First, I find an integrating factor
$$u(x)=e^{-\int x^{-1} dx}=e^{-\ln |x|}=|x|^{-1}$$
Then I multiply the differential equation by the integrating factor
$$|x|^{-1}\frac{dy}{dx}-|x|^{-1}x^{-1}y=|x|^{-1}$$
This is where the absolute value starts to become important.
$$\frac{d}{dx}(|x|^{-1}y)=|x|^{-1}$$
We can take the latter step because if we have $f(x)=|x|^{-1}$ then
$$f'(x)=\begin{cases}
-x^{-2} \ \ x\geq 0\\
x^{-2}\ \ x\leq 0\\
\end{cases}=-\frac{1}{x|x|}$$
$$|x|^{-1}y=\int |x|^{-1}dx+C$$
For the next step I will use that
$$\int |x|^{-1}dx=\begin{cases}
\int x^{-1}dx = \ln(x)\ \ x \geq 0 \\
– \int x^{-1} = -\ln(|x|)=-\ln(-x)\ \ x \leq 0 \\
\end{cases}$$
So
$$y(x)=\begin{cases}
x \ln(x) +cx\ \ x \geq 0 \\
x \ln(-x)-cx\ \ x \leq 0 \\
\end{cases}$$
In the case of the official solution to this problem the integrating factor is simply $x^{-1}$ and so the solution is just $y(x)=x \ln(x) +cx$, the same solution I have but in my case that solution is only valid for non-negative x.

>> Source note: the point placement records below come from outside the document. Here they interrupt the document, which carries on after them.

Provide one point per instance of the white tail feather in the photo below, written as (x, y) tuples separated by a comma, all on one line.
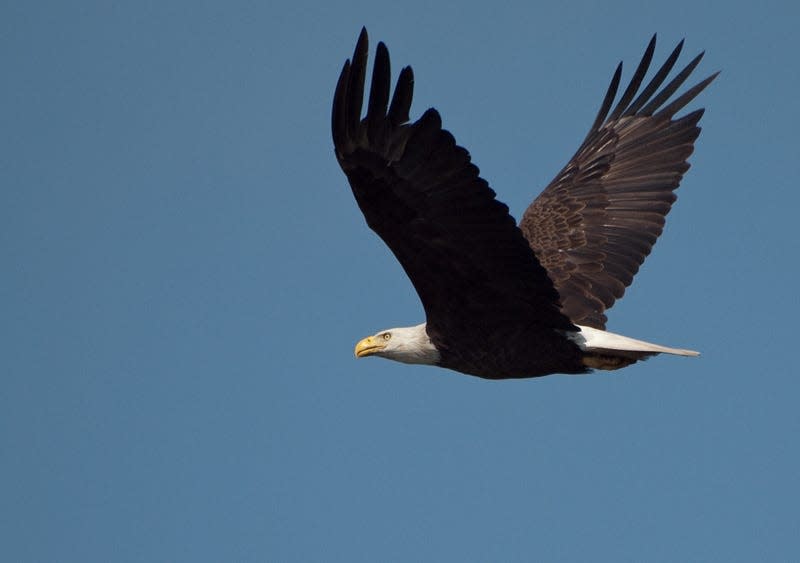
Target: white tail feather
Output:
[(594, 339)]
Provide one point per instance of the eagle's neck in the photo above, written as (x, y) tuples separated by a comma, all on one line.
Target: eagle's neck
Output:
[(412, 345)]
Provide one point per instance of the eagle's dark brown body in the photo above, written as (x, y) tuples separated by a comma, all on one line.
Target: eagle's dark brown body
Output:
[(501, 301)]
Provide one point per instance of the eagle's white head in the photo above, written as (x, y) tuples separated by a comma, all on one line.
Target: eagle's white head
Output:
[(410, 345)]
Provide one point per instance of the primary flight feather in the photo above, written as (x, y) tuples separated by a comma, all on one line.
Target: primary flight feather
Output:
[(501, 300)]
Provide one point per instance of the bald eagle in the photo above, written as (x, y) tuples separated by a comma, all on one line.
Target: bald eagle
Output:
[(503, 300)]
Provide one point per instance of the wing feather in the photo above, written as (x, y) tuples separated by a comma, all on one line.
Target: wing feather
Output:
[(419, 191), (597, 221)]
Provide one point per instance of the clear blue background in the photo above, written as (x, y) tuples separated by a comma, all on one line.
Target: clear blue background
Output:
[(185, 272)]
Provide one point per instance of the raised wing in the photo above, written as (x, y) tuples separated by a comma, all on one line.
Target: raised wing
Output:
[(593, 226), (468, 261)]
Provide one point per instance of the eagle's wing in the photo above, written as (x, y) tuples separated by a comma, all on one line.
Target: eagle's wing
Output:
[(467, 259), (593, 226)]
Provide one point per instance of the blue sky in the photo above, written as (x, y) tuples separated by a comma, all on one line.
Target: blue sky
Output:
[(186, 272)]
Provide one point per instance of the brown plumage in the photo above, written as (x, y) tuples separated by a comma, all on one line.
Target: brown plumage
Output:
[(500, 300)]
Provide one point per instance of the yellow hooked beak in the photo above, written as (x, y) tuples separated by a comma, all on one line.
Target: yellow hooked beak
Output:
[(368, 346)]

Which answer is the inaccurate one?
Best Answer
If we do it your way and multiply by $|x|$, note that $|x|$ is equal to $x$ or $-x$ depending on the sign of $x$. If it's equal to $x$, we simply obtain their equation. And if it's equal to $-x$, we can just multiply our equation by $-1$ on both sides, and obtain their equation again.

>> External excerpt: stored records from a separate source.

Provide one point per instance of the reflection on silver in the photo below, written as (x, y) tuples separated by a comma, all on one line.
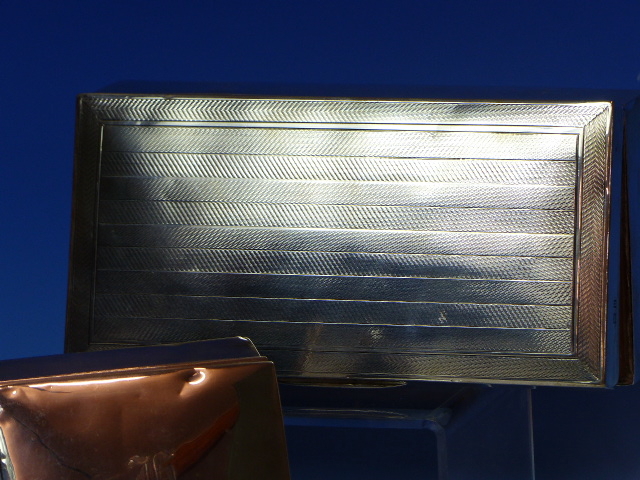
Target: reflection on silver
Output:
[(449, 233)]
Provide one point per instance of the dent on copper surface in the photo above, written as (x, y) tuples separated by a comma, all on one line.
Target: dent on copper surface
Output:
[(162, 426)]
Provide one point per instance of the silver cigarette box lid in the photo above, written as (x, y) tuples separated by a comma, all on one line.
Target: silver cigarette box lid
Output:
[(351, 239)]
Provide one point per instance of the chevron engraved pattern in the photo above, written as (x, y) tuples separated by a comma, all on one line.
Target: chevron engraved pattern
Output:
[(177, 108), (410, 235)]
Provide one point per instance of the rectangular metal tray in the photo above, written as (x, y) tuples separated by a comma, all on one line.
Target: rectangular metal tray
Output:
[(462, 241)]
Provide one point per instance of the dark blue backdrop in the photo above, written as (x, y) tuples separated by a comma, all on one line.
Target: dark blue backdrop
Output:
[(52, 51)]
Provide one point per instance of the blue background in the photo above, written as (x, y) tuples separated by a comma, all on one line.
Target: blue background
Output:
[(51, 52)]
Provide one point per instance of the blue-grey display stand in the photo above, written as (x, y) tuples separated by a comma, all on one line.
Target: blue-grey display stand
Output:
[(464, 432)]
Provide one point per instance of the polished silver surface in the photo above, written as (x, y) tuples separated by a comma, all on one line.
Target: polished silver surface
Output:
[(348, 239)]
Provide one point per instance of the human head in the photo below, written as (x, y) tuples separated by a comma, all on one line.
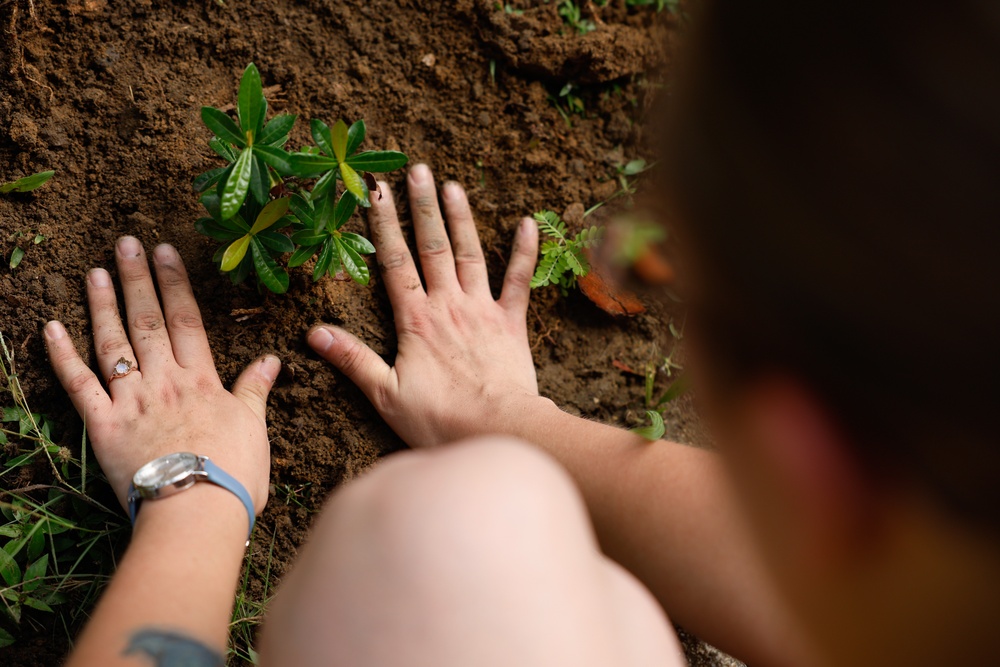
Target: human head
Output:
[(835, 170)]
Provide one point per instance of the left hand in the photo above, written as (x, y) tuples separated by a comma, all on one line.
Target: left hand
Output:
[(173, 401)]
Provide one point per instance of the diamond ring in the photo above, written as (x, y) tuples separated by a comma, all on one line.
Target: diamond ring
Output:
[(122, 368)]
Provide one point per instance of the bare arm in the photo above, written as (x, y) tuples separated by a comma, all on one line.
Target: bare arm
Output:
[(464, 368), (170, 601)]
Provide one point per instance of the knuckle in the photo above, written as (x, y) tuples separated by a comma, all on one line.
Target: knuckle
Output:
[(147, 321), (394, 260), (434, 246), (112, 345), (78, 383), (186, 319)]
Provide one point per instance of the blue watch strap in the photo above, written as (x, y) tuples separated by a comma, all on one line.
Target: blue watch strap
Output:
[(218, 476), (213, 474)]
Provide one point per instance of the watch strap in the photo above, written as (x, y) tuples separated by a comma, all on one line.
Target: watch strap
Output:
[(213, 474)]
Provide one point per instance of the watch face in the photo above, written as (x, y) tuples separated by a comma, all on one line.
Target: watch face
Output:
[(165, 470)]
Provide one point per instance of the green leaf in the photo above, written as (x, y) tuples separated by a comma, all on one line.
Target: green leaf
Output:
[(310, 237), (250, 104), (323, 186), (273, 276), (321, 135), (260, 180), (302, 255), (673, 392), (222, 149), (355, 137), (15, 257), (302, 209), (235, 253), (338, 140), (326, 257), (36, 604), (276, 241), (355, 184), (28, 183), (223, 126), (270, 215), (235, 189), (353, 263), (346, 206), (10, 571), (304, 165), (360, 244), (275, 157), (276, 130), (208, 179), (34, 573), (378, 161), (655, 430)]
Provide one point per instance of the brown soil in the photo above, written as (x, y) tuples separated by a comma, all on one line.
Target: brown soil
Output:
[(108, 94)]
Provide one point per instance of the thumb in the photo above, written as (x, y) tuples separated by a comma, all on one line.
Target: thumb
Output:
[(255, 382), (354, 359)]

The important thing here is that $\frac{d}{dx}(x^{-1}y) = x^{-1} \frac{dy}{dx} - x^{-2} y$, and it's this expression that we want to obtain on the left-hand side, so that we can integrate both sides. And we obtain it by multiplying the original ODE by $x^{-1}$. So $x^{-1}$ is an integrating factor, and once we found it, who cares how we found it? We may not even need to tell anyone how we did it. (So in this case one can justify being slightly sloppy when integrating $1/x$, but you're right that one should in general be more careful. And in general, one should not omit the constant of integration either, like both you and they did! But here one gets away with doing that as well, for exactly the same reason: if we include it, the whole equation just gets multiplied by the nonzero factor $e^C$, which makes no difference.)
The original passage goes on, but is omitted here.